PromptEcho: Annotation-Free Reward from Vision-Language Models for Text-to-Image Reinforcement Learning
Summary: arXiv:2604.12652v1 Announce Type: cross
Abstract: Reinforcement learning (RL) can improve the prompt following capability of text-to-image (T2I) models, yet obtaining high-quality reward signals remains challenging. The CLIP Score is often criticized for being too coarse-grained, while VLM-based reward models such as RewardDance require costly human-annotated preference data and additional fine-tuning. In response, we have developed PromptEcho, a novel reward construction method that requires no annotation and no reward model training.
Introduction
Text-to-image generation has gained significant traction in recent years, particularly with advancements in reinforcement learning (RL). However, one of the major hurdles in enhancing the performance of these models is the acquisition of high-quality reward signals. Existing methods present various challenges that PromptEcho seeks to address.
Challenges in Reward Signal Acquisition
The current landscape for evaluating text-to-image models reveals two primary approaches:
- CLIP Score: While useful, this metric is often too coarse-grained to provide nuanced feedback.
- VLM-based reward models: Approaches like RewardDance necessitate expensive human-annotated datasets and additional fine-tuning, complicating the reward signal extraction process.
Introducing PromptEcho
PromptEcho revolutionizes the reward signal generation process by leveraging a frozen Vision-Language Model (VLM). It computes the token-level cross-entropy loss using the original prompt as the label, effectively extracting the image-text alignment knowledge that was encoded during the VLM’s pretraining phase. This method offers several advantages:
- Annotation-Free: There is no need for human annotation, making the process more efficient.
- No Reward Model Training: The elimination of the need for training a reward model reduces resource expenditure.
- Deterministic and Efficient: The reward computation is both reliable and computationally efficient.

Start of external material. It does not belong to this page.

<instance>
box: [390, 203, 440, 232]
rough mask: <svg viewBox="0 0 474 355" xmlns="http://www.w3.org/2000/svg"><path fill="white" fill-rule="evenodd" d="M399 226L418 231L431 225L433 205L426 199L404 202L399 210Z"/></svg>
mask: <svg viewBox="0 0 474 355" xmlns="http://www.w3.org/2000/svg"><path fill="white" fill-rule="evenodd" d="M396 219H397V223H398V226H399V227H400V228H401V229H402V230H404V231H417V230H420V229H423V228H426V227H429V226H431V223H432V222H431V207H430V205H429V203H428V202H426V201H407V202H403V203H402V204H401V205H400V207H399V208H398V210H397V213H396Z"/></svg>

- Adaptive Improvement: As more robust open-source VLMs become available, the quality of the reward automatically improves.
Evaluation with DenseAlignBench
To rigorously assess the prompt following capability, we developed DenseAlignBench, a benchmark of concept-rich dense captions. The results from our experiments on two state-of-the-art T2I models, Z-Image and QwenImage-2512, are promising:
- Substantial improvements on DenseAlignBench with a net win rate increase of +26.8 percentage points for Z-Image and +16.2 percentage points for QwenImage-2512.
- Consistent gains observed on additional benchmarks including GenEval, DPG-Bench, and TIIFBench, all without any task-specific training.
Ablation Studies and Future Directions
Ablation studies further confirm that PromptEcho outperforms inference-based scoring using the same VLM, with the quality of the reward showing a positive correlation with VLM size. This research opens avenues for future exploration in the realm of text-to-image generation and reinforcement learning.
In conclusion, we are committed to advancing this field and will open-source the trained models along with the DenseAlignBench to foster further research and development.